The recent headlines about Arab-Americans and Muslims being removed from airplanes because of uncomfortable passengers and crew gave me a sinking feeling of déjà vu.
It reminded me of the time in 1993 when American Airlines did a "special" cleaning of one of its flights after a large group of gay and lesbian passengers returned from the March on Washington. The airline staff was worried about the gay passengers passing on the HIV virus to passengers who followed.
It reminded me of how little Ryan White was forced from his school when it was discovered he had HIV. At the time, the school district that expelled him said it was better to be safe than sorry. After all, the lives of little kids were at stake.
And it reminded me of the racial profiling that runs rampant in this country for African Americans, particularly those who drive their automobiles in "all-white' neighborhoods. In these cases, Blacks are stopped by the police simply because of the color of their skin, and the gross assumption that a Black person in a nice car in a white neighborhood must be up to no good. The problem has been aptly nicknamed "driving while black."
Now we have "flying while Arab," and "flying while Muslim."
In the first ten days following the attacks on the World Trade Center in New York and the Pentagon in Washington, there were at least five incidents in which either Muslims or people of Arab descent were removed from airlines simply because of the way they looked and talked.
Ashraf Khan, a Pakistani-American Muslim traveling from San Antonio to Dallas, was forced off a Delta flight after the captain told him crew members didn't feel "safe" with him aboard. Khan's flight was the last one of the day. Being forced off the flight caused him to miss three other connecting flights, which were scheduled to take him to his brother's wedding in Pakistan.
The day after Khan was removed from his flight, two pilots on a Northwest Airlines plane performed a dramatic "escape" from the cockpit of their plane as it sat on the tarmac at Dulles International Airport near Washington, D.C.
The pilots bailed out of the cockpit, lowering themselves to the ground on ropes. The scare? They had discovered an Arab man was aboard the plane. Though he had gone through the same tight security measures all passengers are now required to undergo, the Arab man was removed by security, searched and questioned. As it turned out, his only crime was his ethnic origin. A Northwest Airlines spokesman later defended the action, saying the man posed a "perceived" threat.
In another incident involving Northwest Airlines, three Arab men on their way to Salt Lake City were removed from their plane in Minneapolis because they were reportedly "suspicious." The men were forced off the flight, and subjected to further interrogations and searches by security. As it turns out, they were simply three Arab men flying to Salt Lake City. But here's what's most amazing: Even after being removed from their scheduled flight, and undergoing further intensive security checks, Northwest refused to let the men fly, instead booking them on another airline. The reason, according to a Northwest spokesman, was that other passengers felt "uncomfortable" flying with the three Arab men on board.
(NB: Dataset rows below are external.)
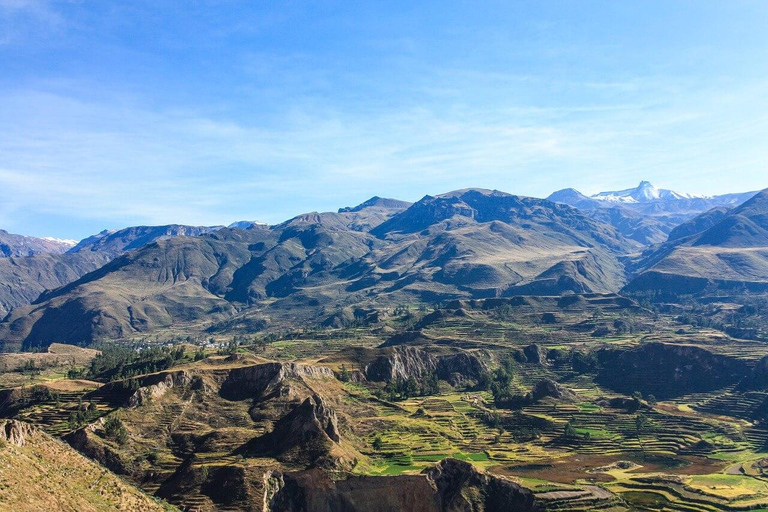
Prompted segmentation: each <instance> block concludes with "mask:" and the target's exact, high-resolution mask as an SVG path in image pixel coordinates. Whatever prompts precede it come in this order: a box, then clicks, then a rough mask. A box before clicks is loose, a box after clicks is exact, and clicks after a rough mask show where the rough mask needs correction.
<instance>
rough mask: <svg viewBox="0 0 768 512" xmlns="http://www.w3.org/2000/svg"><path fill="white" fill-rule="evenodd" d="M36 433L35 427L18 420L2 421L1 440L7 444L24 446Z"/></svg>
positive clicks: (0, 420)
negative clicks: (33, 435)
mask: <svg viewBox="0 0 768 512" xmlns="http://www.w3.org/2000/svg"><path fill="white" fill-rule="evenodd" d="M34 432H35V427H33V426H32V425H30V424H29V423H24V422H23V421H17V420H0V440H1V441H5V442H6V443H10V444H13V445H16V446H24V445H25V444H27V440H28V439H29V437H30V436H31V435H32V434H33V433H34Z"/></svg>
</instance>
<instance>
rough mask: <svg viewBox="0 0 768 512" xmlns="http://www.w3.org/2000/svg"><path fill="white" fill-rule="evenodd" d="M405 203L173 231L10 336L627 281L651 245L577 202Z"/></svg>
mask: <svg viewBox="0 0 768 512" xmlns="http://www.w3.org/2000/svg"><path fill="white" fill-rule="evenodd" d="M404 207H405V205H404V204H403V203H401V202H395V203H394V204H393V203H392V202H391V201H387V200H378V199H374V200H372V201H369V202H367V205H366V203H364V204H363V205H361V206H360V207H357V208H352V209H349V210H344V211H342V212H341V213H310V214H305V215H301V216H298V217H296V218H294V219H291V220H290V221H287V222H285V223H283V224H280V225H277V226H274V227H272V228H268V227H265V226H256V227H254V228H252V229H248V230H240V229H221V230H218V231H216V232H213V233H209V234H205V235H202V236H198V237H178V238H167V239H161V240H159V241H157V242H155V243H152V244H150V245H147V246H146V247H144V248H142V249H140V250H137V251H133V252H130V253H128V254H125V255H123V256H121V257H118V258H116V259H115V260H113V261H112V262H110V263H109V264H107V265H105V266H104V267H103V268H101V269H99V270H98V271H97V272H93V273H91V274H88V275H86V276H84V277H83V278H81V279H79V280H77V281H75V282H73V283H71V284H69V285H67V286H65V287H63V288H60V289H58V290H56V291H54V292H51V293H47V294H45V295H44V296H42V297H41V298H40V299H39V300H38V301H37V303H35V304H33V305H31V306H27V307H23V308H17V309H16V310H14V311H13V312H12V313H11V314H10V315H9V316H8V317H7V318H6V319H5V321H4V322H3V323H1V324H0V340H2V341H3V342H4V348H5V349H6V350H8V349H16V348H19V347H22V346H24V347H31V346H38V345H47V344H49V343H51V342H53V341H62V340H68V341H70V342H80V343H83V342H85V343H88V342H92V341H94V340H96V339H99V338H119V337H127V336H132V335H134V334H136V333H142V332H149V331H151V330H153V329H156V328H159V327H167V326H170V325H177V324H180V323H193V322H199V321H204V322H206V323H208V324H210V323H212V322H217V321H222V320H224V319H227V318H231V317H233V316H236V315H238V314H239V313H240V312H241V311H243V313H242V315H245V316H249V315H250V316H251V317H252V316H253V315H262V316H264V315H266V316H268V315H272V316H279V315H281V314H283V315H284V314H285V312H286V311H288V310H290V311H291V314H292V315H294V316H295V315H296V314H303V315H306V316H307V317H308V318H310V319H312V318H314V321H319V320H320V319H319V318H318V317H317V315H319V314H320V311H321V310H322V309H326V310H327V309H328V308H329V307H330V308H336V307H342V306H345V305H347V304H354V303H359V302H364V301H366V300H375V301H386V300H393V301H394V300H413V299H414V298H415V299H417V300H440V299H451V298H464V297H488V296H491V297H493V296H504V295H514V294H544V295H546V294H555V295H557V294H561V293H566V292H576V293H584V292H605V291H616V290H618V289H619V288H620V287H621V286H622V285H623V284H624V279H625V277H624V268H623V265H622V264H621V263H620V261H619V258H620V257H621V256H622V255H623V254H626V253H628V252H631V251H634V250H636V249H637V248H638V245H637V244H636V243H635V242H632V241H630V240H627V239H626V238H624V237H623V236H622V235H621V234H620V233H618V232H617V231H616V229H614V228H613V227H611V226H609V225H607V224H604V223H601V222H599V221H596V220H593V219H591V218H589V217H588V216H586V215H584V214H583V213H581V212H580V211H579V210H577V209H574V208H571V207H569V206H565V205H558V204H555V203H552V202H549V201H546V200H542V199H533V198H525V197H518V196H513V195H510V194H505V193H502V192H498V191H486V190H474V189H471V190H462V191H456V192H452V193H449V194H444V195H440V196H436V197H432V196H426V197H425V198H423V199H422V200H420V201H418V202H417V203H415V204H413V205H411V206H409V207H408V208H406V209H403V208H404ZM81 252H82V251H81ZM76 254H77V253H76ZM242 315H241V316H242Z"/></svg>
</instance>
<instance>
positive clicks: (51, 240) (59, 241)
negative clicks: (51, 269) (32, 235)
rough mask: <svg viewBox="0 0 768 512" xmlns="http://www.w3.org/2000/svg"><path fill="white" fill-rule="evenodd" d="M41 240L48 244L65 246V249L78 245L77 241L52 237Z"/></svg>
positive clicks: (64, 238)
mask: <svg viewBox="0 0 768 512" xmlns="http://www.w3.org/2000/svg"><path fill="white" fill-rule="evenodd" d="M42 239H43V240H46V241H48V242H54V243H57V244H61V245H65V246H67V247H74V246H76V245H77V243H78V242H77V240H72V239H70V238H54V237H52V236H44V237H42Z"/></svg>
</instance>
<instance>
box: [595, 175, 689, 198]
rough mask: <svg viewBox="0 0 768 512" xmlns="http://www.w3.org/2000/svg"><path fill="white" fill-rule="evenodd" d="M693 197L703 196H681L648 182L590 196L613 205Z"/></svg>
mask: <svg viewBox="0 0 768 512" xmlns="http://www.w3.org/2000/svg"><path fill="white" fill-rule="evenodd" d="M695 197H703V196H694V195H691V194H682V193H679V192H675V191H674V190H668V189H664V188H657V187H655V186H654V185H653V184H652V183H651V182H650V181H645V180H643V181H641V182H640V184H639V185H638V186H637V187H635V188H628V189H626V190H616V191H608V192H600V193H598V194H595V195H593V196H591V198H592V199H596V200H598V201H610V202H615V203H649V202H653V201H664V200H676V199H693V198H695Z"/></svg>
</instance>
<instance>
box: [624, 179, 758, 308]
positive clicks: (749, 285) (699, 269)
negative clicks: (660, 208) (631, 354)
mask: <svg viewBox="0 0 768 512" xmlns="http://www.w3.org/2000/svg"><path fill="white" fill-rule="evenodd" d="M718 217H720V213H719V212H717V211H715V212H707V213H705V214H703V215H702V218H700V219H698V220H697V221H693V222H692V223H690V224H688V225H686V227H685V228H684V229H686V230H687V231H689V232H690V231H692V232H693V234H691V235H688V236H680V237H679V238H675V239H674V240H671V241H670V242H669V243H667V244H665V245H663V246H662V247H661V248H659V249H658V250H657V251H655V252H654V253H652V254H650V255H649V256H648V257H647V258H646V262H645V264H644V267H643V269H644V270H643V272H641V273H640V275H639V276H638V277H637V278H635V279H634V280H633V281H632V282H631V283H630V284H629V285H627V287H626V290H627V291H632V292H637V291H662V292H677V293H699V292H703V291H705V290H707V289H711V288H720V289H740V290H741V289H749V290H765V289H768V190H764V191H762V192H760V193H759V194H757V195H756V196H755V197H753V198H752V199H750V200H749V201H747V202H746V203H744V204H743V205H741V206H739V207H737V208H734V209H733V210H730V211H729V212H728V213H726V214H725V215H723V216H722V218H720V219H719V221H716V222H713V219H715V220H716V219H717V218H718ZM696 226H699V229H698V230H697V229H696ZM682 229H683V228H682V227H681V230H682ZM683 233H685V231H683Z"/></svg>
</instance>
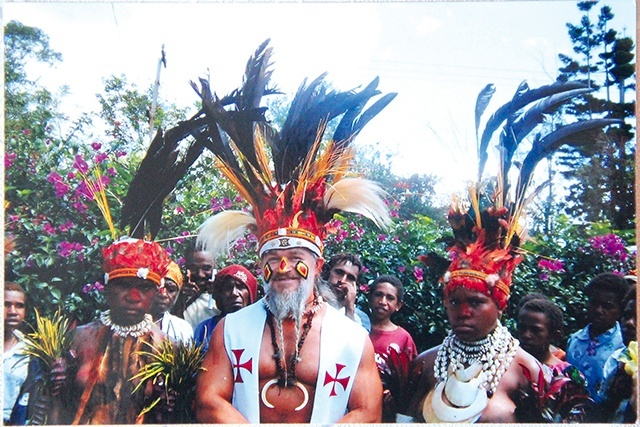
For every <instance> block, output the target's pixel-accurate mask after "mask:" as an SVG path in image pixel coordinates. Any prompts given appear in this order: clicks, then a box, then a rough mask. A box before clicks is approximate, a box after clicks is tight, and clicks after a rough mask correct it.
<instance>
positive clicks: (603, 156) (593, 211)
mask: <svg viewBox="0 0 640 427" xmlns="http://www.w3.org/2000/svg"><path fill="white" fill-rule="evenodd" d="M596 4H597V2H580V3H578V4H577V5H578V8H579V9H580V10H581V11H584V12H586V13H585V15H583V16H582V19H581V21H580V25H573V24H570V23H568V24H567V27H568V29H569V37H570V38H571V41H572V42H573V44H574V49H573V50H574V52H575V53H577V54H578V55H579V56H580V58H581V59H573V58H571V57H570V56H568V55H562V54H561V55H560V59H561V61H562V62H563V63H564V64H565V66H564V67H561V68H560V75H559V76H558V80H559V81H569V80H572V81H574V80H575V81H580V82H584V83H586V84H587V85H589V86H590V87H592V88H596V89H599V88H604V89H605V91H604V94H603V91H602V90H600V91H596V92H594V93H593V94H589V95H585V96H583V99H582V100H578V101H575V102H572V104H571V105H570V106H569V108H568V109H567V112H568V113H570V114H573V115H575V116H576V117H584V116H589V117H592V116H597V117H608V118H616V119H622V120H624V123H623V124H621V125H617V126H611V127H609V129H607V131H606V132H605V133H603V134H594V135H593V138H592V141H591V143H589V144H583V145H580V146H576V147H572V148H569V149H566V150H564V152H563V154H562V156H561V157H560V158H559V160H560V161H559V163H560V165H561V166H563V167H564V170H563V172H562V173H563V175H564V176H565V177H566V178H567V179H569V180H570V182H571V185H570V187H569V192H570V194H569V196H568V204H567V205H566V206H565V208H566V212H567V213H569V214H570V215H572V216H575V217H577V218H580V219H582V220H585V221H602V220H607V221H611V223H612V225H613V227H614V228H615V229H618V230H625V229H630V228H633V227H634V212H635V194H634V179H635V178H634V173H635V172H634V162H633V158H634V155H635V147H634V144H633V139H634V137H635V131H634V125H633V123H635V120H634V119H635V116H634V109H635V101H634V100H631V101H630V102H626V96H625V95H626V93H627V92H628V91H632V90H634V89H635V82H634V71H635V64H634V63H633V59H634V53H633V49H634V43H633V40H632V39H630V38H629V37H620V36H619V35H618V32H617V31H616V30H614V29H611V28H608V23H609V21H611V20H612V19H613V17H614V14H613V12H612V9H611V7H609V6H603V7H602V8H601V9H600V13H599V15H598V21H597V23H595V24H594V23H593V22H591V20H590V18H589V11H590V10H591V9H592V8H593V7H594V6H595V5H596ZM598 58H599V60H598ZM614 89H617V90H618V97H617V100H616V101H614V100H613V98H615V97H614V96H613V93H612V91H613V90H614ZM603 95H604V98H603Z"/></svg>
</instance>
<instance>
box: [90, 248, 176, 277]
mask: <svg viewBox="0 0 640 427" xmlns="http://www.w3.org/2000/svg"><path fill="white" fill-rule="evenodd" d="M102 257H103V262H102V269H103V271H104V272H105V273H110V272H112V271H115V270H121V271H125V270H128V269H133V270H130V271H128V272H127V273H126V275H125V276H121V277H136V273H137V270H136V269H139V268H148V269H149V271H150V272H152V273H155V275H157V277H158V280H154V279H153V278H152V277H149V279H150V280H153V281H154V282H156V284H160V280H159V279H160V278H162V277H164V276H166V274H167V270H168V267H169V261H170V260H169V257H168V255H167V253H166V252H165V250H164V249H163V248H162V246H160V245H159V244H158V243H156V242H148V241H145V240H139V239H131V238H129V239H121V240H118V241H117V242H115V243H112V244H111V245H109V246H108V247H106V248H104V249H103V250H102ZM155 275H152V276H155Z"/></svg>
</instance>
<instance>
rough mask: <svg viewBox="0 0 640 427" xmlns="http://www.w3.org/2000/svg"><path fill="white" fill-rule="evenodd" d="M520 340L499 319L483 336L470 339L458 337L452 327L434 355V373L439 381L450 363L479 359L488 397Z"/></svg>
mask: <svg viewBox="0 0 640 427" xmlns="http://www.w3.org/2000/svg"><path fill="white" fill-rule="evenodd" d="M519 344H520V343H519V342H518V340H517V339H515V338H513V336H512V335H511V333H509V330H508V329H507V328H506V327H504V326H502V324H500V321H498V322H497V326H496V328H495V329H494V330H493V332H491V333H490V334H489V335H488V336H487V337H486V338H485V339H483V340H480V341H476V342H471V343H465V342H462V341H460V339H459V338H458V337H457V336H456V335H455V334H454V333H453V332H452V331H449V335H448V336H447V337H446V338H445V339H444V342H443V343H442V346H441V347H440V350H438V355H437V356H436V361H435V364H434V370H435V377H436V379H437V380H438V381H445V380H447V378H448V376H449V373H448V372H447V371H448V370H450V367H452V368H453V370H457V369H459V368H465V367H468V366H469V365H472V364H474V363H479V364H480V365H481V366H482V372H483V373H484V374H485V376H486V377H485V380H484V382H483V383H482V385H483V387H484V389H485V390H486V391H487V396H488V397H489V398H491V396H493V394H494V393H495V391H496V388H497V387H498V383H499V382H500V378H501V377H502V375H503V374H504V373H505V372H506V370H507V368H508V367H509V365H510V364H511V361H512V360H513V357H514V356H515V354H516V350H517V348H518V346H519Z"/></svg>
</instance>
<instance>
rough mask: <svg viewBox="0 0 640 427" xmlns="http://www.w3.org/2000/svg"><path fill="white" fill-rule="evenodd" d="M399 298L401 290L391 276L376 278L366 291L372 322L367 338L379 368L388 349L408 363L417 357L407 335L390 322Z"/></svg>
mask: <svg viewBox="0 0 640 427" xmlns="http://www.w3.org/2000/svg"><path fill="white" fill-rule="evenodd" d="M403 297H404V286H403V285H402V282H401V281H400V279H398V278H397V277H395V276H391V275H382V276H378V277H377V278H376V279H375V280H374V281H373V283H372V284H371V285H370V287H369V307H370V309H371V318H372V319H373V325H372V327H371V332H370V333H369V338H371V342H372V343H373V349H374V351H375V352H376V363H378V364H379V365H380V364H382V363H384V358H383V356H382V355H384V354H388V353H389V347H392V348H394V349H395V350H396V352H398V353H406V354H407V355H409V357H410V359H413V358H414V357H416V356H417V355H418V352H417V350H416V345H415V343H414V342H413V338H412V337H411V335H410V334H409V332H407V330H406V329H404V328H403V327H401V326H398V325H396V324H395V323H393V322H392V321H391V316H392V315H393V314H394V313H396V312H397V311H398V310H400V309H401V308H402V299H403Z"/></svg>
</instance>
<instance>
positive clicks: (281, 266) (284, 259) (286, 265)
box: [278, 257, 289, 273]
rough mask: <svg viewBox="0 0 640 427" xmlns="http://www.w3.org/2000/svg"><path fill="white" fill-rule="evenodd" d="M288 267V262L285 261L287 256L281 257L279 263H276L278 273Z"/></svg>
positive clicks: (283, 270)
mask: <svg viewBox="0 0 640 427" xmlns="http://www.w3.org/2000/svg"><path fill="white" fill-rule="evenodd" d="M288 267H289V263H288V262H287V258H285V257H282V259H281V260H280V264H278V271H279V272H280V273H284V272H286V271H287V269H288Z"/></svg>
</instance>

That same day, a 15-year-old boy of Saudi descent trying to fly from Atlanta to Washington was forced off his flight. His 'crime': Flying while Arab.
And on the same day as the incidents on the Northwest flight in Minneapolis and the Delta flight in Atlanta, Egyptian-American Maged Eisherbiny was told to get off his United Airlines flight from Chicago to Los Angeles. Why? The crew felt "uncomfortable" with him on board.
Imagine if someone could easily identify you as gay or lesbian simply by looking at you. And then think of all the restrictions that could be placed on you because other people were "uncomfortable" by your presence. Could you be prohibited from being near schools because some people feared you would recruit children? Could you be prevented from using public parks because some men feared you might hit on them? Could you be prevented from sharing athletic facilities because some people feared you might have HIV and spread it to them?
The panicked reaction to Arabs and Muslims in this country is no different, with one frightening exception: Too many Americans are dismissing the discrimination...particularly the kind practiced by the airlines...under the guise of "security." Others are excusing it as "understandable" in the wake of the recent horrific attacks.
But it is not acceptable in any way, for any reason. Indeed, it should abhor and frighten all of us as Americans. We must not let fear and panic and prejudice threaten the very ideals we cherish as Americans. And as gay and lesbian people in particular...people who have long been at the receiving end of irrational, reactionary behavior of the masses based on prejudices and stereotypes...-we must be an active part of the voices calling for reason and rejecting any rationalization for such prejudice and discrimination.